Prove that, for $a <b$, $\sup_{x \in [a,b]}|F_n(x) - F(x)| \to 0, \quad n\to \infty $

Question

Let $\lbrace X_n \rbrace_{n \in \mathbb{N}}, X$ be random variables, and let $\lbrace F_n \rbrace_{n\in \mathbb{N}}, F$ be their respective distribution functions. Assume that $X_n \xrightarrow{d}X$, and that $F$ is continuous. Prove that, for $a <b$, \begin{align*} \sup_{x \in [a,b]}|F_n(x) - F(x)| \to 0, \quad n\to \infty \end{align*}

So my professor gave me a hint for this problem (However, I'm not able to complete it yet). The idea is to prove that for any sequence $x_m$ such that $x_m \to x_0$ as $m\to \infty$ $F_m(x_n) \to F(x_0)$ as $m,n \to \infty$. Now, prove that $f_n$ converge to $f$ uniformly on $[a,b]$. So this is my attempt.

First, we assume that $\lbrace x_m \rbrace_{m\ in \mathbb{N}}$ is a sequence such that $x_m \to x_0$ as $m \to \infty$. Since $F$ is continuous, then $F(x_m) \to F(x_0)$ as $m \to \infty$.

Moreover, for all $m \in \mathbb{N}$, since $F$ is continuous, then $x_m$ is the continuity point of $F$. Since $X_n \xrightarrow{d} X$, then $F_n(x_m) \to F(x_m)$ as $n \to \infty$. Therefore, for all $m,n \in \mathbb{N}$, \begin{align*} |F_n(x_m)-F(x_0)| = |F_n(x_m)-F(x_m)+F(x_m)-F(x_0)| \leq |F_n(x_m)-F(x_m)| + |F(x_m)-F(x_0)|. \end{align*} Let $n\to \infty$, $|F_n(x_m) -F(x_m)| \to 0$ for all $m\in \mathbb{N}$. Next, let $m\to \infty$, $|F(x_m) -F(x_0)| \to 0$. Therefore, we conclude \begin{align*} F_n(x_m)\to F(x_0), \end{align*} as $n,m \to \infty$.

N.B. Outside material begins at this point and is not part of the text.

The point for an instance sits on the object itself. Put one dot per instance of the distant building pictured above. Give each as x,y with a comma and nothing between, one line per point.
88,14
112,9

Now, we recall that for a sequence of function on $[a,b]$, say $\lbrace f_n\rbrace_{n\in \mathbb{N}}$ on $[a,b]$, and $f$ on $[a,b]$. Then $f_n \to f$ uniformly if and only if $\sup\limits_{x\in [a,b]}\lbrace|f_n(x)-f(x)| \rbrace \to 0$ as $n\to \infty$. So we now want to prove that $F_n \to F$ uniformly on $[a,b]$.

Assume not, then there exists $\epsilon >0$ such that for all $n \in \mathbb{N}$, there exists $m\in \mathbb{N}, m\leq n$, there exists $x \in [a,b]$ such that \begin{align*} |F_m(x)-F(x)| \geq \epsilon. \end{align*} Imply for $n=1$, there exists $n_1 \in \mathbb{N}, n_1 \geq 1$ and $x_1 \in [a,b]$ such that $|F_{n_1}(x_1)-F(x_1)| \geq \epsilon$.

By induction, we construct a sequence $\lbrace x_k \rbrace_{k \in \mathbb{N}} \subset [a,b]$ such that \begin{align*} |F_{n_k}(x_k)-F(x_k)| \geq \epsilon \quad \forall k\in\mathbb{N}. \end{align*} Since $n_k \geq k$ for all $k \in \mathbb{N}$, then $\lbrace F_{n_k}(x)\rbrace$ is a subsequence of $\lbrace F_k (x) \rbrace$ for all $x\in [a,b]$. Then $F_{n_k}(x_k) \to F(x_k)$ as $n_k \to \infty$ for all $x\in [a,b]$.

So, my problem is that I cannot show that $\lbrace x_k \rbrace$ is convergent. If I had such thing, I can show the contraction by using Bolzano-Weierstrass. Can somebody check the proof for me and give any hints if possible?